Error Handling Strategy
The error types are defined using thiserror, which generates nice Display implementations:
#[derive(Error, Debug)]
pub enum EvalError {
#[error("Failed to read file: {0}")]
FileRead(#[from] std::io::Error),
#[error("API request failed with status {status}: {body}")]

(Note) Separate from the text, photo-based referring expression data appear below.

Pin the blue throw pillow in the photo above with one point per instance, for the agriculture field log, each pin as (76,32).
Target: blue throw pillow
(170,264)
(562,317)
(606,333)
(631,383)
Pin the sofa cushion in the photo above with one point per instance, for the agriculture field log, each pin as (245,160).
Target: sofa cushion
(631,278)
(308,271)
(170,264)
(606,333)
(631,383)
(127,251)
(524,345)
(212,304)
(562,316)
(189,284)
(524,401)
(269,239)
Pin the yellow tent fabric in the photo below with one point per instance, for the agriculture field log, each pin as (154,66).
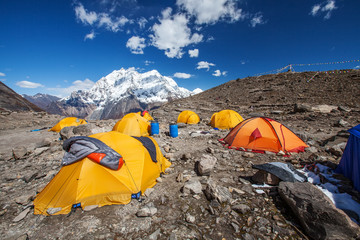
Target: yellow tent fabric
(146,115)
(188,117)
(134,125)
(225,119)
(67,122)
(90,183)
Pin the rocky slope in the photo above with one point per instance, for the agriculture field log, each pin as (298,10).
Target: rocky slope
(122,91)
(11,101)
(41,100)
(185,205)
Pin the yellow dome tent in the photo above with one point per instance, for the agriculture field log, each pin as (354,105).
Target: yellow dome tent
(225,119)
(188,117)
(67,122)
(146,115)
(87,183)
(133,124)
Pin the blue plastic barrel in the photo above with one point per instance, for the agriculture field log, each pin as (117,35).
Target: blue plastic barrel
(154,128)
(173,130)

ApiError { status: u16, body: String },
#[error("Provider '{0}' not found")]
ProviderNotFound(String),
#[error("Judge model '{model}' failed: {source}")]
JudgeFailure {
model: String,
#[source]
source: Box<EvalError>,
},
// ...
}The #[from] attribute automatically implements From<std::io::Error> for EvalError, enabling the ? operator. The JudgeFailure variant uses Box<EvalError> for recursive error types, and #[source] integrates with the error chaining system.
Static Asset Serving
Finally, there's embedded static assets via rust-embed:
#[derive(RustEmbed)]
#[folder = "static/"]
struct StaticAssets;
async fn static_file_handler(req: HttpRequest) -> impl Responder {
let path = if req.path() == "/" {
"index.html"
} else {
&req.path()[1..]
};
match StaticAssets::get(path) {
Some(content) => {
let mime = mime_guess::from_path(path).first_or_octet_stream();
HttpResponse::Ok().content_type(mime.as_ref()).body(Cow::into_owned(content.data))
}
None => HttpResponse::NotFound().body("404 Not Found"),
}
}This compiles the entire frontend into the binary, making deployment a single executable. The Cow::into_owned converts from borrowed to owned data for the response body.
Conclusion
This codebase demonstrates several Rust best practices: trait-based abstraction for providers, comprehensive error handling with thiserror, async concurrency with tokio, type-safe database queries with SQLx, and actor-based WebSocket management. The "LLM-as-a-judge" pattern is particularly clever for automated evaluation workflows. Overall, it's a solid example of how to structure a production Rust web service with multiple external integrations.